The organization, headed in Indiana by a former Pence aide, ran a second round of targeted TV and radio ads over the weekend. The ads urged viewers and listeners to tell legislators to “do the right thing” and pass Pence’s 10 percent tax cut.

The ads are less aggressive than the ones the organization ran back in March that portrayed the Republicans as rejecting the Pence cut so they could “grow government spending.”

Brown said the ads caught him by surprise. Initially he dismissed them, then grew concerned about the content that he saw as distorted.

“At first I thought, ‘Everybody has the right to freedom of speech,’ ” Brown said. “Then, as I kept seeing them, I thought: ‘Oh, they’re talking about me? I’m the big spender? I didn’t really think I was big spender.’ ”

Brown said the ad campaign put some heat on legislative leaders to include a small income income tax in the final budget bill, but also created ill will.   
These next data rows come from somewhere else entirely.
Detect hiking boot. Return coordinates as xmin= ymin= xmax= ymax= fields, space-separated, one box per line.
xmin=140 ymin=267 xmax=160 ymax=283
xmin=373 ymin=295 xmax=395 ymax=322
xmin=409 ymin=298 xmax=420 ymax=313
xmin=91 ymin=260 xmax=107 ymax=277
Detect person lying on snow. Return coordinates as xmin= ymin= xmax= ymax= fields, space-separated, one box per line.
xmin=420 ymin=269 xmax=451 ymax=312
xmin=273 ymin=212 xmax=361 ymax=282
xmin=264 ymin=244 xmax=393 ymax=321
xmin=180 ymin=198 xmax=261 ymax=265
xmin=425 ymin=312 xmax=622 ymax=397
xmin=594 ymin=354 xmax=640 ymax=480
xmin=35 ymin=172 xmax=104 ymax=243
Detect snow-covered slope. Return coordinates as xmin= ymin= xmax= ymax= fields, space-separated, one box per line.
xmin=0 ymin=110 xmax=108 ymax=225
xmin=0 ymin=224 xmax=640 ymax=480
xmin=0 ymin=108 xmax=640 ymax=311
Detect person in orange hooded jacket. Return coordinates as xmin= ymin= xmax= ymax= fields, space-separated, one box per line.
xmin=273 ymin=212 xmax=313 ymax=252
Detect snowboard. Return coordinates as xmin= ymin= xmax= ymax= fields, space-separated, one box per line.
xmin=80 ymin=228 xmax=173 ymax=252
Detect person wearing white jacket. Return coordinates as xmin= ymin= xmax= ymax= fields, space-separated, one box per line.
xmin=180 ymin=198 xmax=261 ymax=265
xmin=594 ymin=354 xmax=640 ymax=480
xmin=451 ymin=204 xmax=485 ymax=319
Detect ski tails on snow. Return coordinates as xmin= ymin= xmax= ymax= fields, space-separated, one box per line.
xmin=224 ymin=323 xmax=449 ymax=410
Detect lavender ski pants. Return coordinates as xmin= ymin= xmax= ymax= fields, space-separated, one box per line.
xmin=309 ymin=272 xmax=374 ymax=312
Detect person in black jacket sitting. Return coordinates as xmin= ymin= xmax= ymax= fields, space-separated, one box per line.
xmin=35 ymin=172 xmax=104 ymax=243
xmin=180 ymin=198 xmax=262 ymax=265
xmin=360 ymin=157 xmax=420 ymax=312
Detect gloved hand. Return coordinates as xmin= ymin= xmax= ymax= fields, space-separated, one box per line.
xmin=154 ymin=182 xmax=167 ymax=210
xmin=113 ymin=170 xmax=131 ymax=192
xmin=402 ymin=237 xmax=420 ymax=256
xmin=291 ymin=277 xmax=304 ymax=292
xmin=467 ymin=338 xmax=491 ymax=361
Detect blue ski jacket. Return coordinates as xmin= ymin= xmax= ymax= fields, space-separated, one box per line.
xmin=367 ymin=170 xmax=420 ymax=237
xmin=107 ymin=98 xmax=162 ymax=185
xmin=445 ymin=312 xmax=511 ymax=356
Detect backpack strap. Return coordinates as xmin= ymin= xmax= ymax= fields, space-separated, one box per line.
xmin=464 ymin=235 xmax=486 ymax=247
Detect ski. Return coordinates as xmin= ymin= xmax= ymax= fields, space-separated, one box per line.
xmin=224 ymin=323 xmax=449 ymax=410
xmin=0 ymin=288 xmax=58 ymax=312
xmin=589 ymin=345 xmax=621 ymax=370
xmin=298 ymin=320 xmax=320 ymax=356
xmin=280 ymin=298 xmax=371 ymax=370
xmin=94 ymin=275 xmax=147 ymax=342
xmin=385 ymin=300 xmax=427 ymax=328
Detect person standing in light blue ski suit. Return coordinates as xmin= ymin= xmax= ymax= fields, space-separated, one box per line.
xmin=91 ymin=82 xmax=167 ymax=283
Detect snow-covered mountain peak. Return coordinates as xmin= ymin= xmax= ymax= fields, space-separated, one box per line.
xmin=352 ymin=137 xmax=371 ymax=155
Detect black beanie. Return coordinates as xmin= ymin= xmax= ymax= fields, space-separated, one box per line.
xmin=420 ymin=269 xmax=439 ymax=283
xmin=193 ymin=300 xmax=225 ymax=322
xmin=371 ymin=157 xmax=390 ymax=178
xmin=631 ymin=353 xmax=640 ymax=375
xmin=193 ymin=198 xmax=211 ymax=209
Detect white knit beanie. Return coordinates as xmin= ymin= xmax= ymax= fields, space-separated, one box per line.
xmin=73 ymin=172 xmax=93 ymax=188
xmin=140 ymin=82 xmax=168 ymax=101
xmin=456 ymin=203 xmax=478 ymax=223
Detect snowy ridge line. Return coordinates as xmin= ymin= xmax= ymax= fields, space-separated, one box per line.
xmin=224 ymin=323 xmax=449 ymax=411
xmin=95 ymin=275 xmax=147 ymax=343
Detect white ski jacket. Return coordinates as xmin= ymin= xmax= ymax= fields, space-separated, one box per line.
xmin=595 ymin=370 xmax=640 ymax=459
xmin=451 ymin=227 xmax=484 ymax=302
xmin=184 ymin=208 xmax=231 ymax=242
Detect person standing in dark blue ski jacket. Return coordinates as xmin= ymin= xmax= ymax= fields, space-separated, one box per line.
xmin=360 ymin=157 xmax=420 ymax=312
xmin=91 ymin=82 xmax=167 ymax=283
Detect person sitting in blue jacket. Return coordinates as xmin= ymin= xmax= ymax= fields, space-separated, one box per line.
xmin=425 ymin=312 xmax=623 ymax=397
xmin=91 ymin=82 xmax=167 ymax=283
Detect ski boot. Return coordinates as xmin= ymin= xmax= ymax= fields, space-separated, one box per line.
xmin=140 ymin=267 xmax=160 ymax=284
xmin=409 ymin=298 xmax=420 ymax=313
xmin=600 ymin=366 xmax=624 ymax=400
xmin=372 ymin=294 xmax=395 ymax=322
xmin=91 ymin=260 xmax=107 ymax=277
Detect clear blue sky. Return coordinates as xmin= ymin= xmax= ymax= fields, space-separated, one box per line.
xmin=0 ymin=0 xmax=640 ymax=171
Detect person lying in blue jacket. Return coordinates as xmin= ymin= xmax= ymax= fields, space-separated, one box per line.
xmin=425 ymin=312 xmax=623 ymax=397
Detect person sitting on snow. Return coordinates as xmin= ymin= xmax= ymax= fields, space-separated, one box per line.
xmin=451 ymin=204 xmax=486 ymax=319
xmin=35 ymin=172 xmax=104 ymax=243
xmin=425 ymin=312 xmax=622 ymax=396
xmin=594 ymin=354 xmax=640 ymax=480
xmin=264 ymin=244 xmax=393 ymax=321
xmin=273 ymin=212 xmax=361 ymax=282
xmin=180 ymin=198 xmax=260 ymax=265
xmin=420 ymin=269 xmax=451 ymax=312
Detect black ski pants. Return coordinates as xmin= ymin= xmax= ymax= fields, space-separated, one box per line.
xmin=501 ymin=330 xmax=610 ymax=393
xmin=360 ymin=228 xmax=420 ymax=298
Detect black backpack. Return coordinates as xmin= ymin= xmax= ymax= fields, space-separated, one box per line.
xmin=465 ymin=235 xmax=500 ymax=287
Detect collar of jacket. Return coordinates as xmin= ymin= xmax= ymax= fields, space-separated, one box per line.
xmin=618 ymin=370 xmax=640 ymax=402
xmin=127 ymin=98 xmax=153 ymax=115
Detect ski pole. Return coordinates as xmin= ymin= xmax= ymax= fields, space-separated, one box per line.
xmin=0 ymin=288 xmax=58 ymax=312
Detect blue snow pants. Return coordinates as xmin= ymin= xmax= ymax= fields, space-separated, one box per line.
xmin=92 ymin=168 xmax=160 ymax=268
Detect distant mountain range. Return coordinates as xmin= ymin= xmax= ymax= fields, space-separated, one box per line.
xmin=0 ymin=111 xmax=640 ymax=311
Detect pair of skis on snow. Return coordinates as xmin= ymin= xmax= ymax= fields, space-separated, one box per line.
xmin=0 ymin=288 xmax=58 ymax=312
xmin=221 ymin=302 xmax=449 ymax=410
“Overall, it didn’t help. It made some people dig in, on both sides,” Brown said.

The final budget bill is just one of several critical issues that legislators have been working to resolve in this last full week of the 2013 session.

As of Wednesday, they were still considering legislation that would delay the state enacting the Common Core State Standards for K-12 schools until a legislative study committee could review education standards again. And they were still wrangling over a gaming bill, with hopes dimming for measures that would allow live dealers at table games at the two racinos and let riverboat casinos build land-based venues on property they currently own.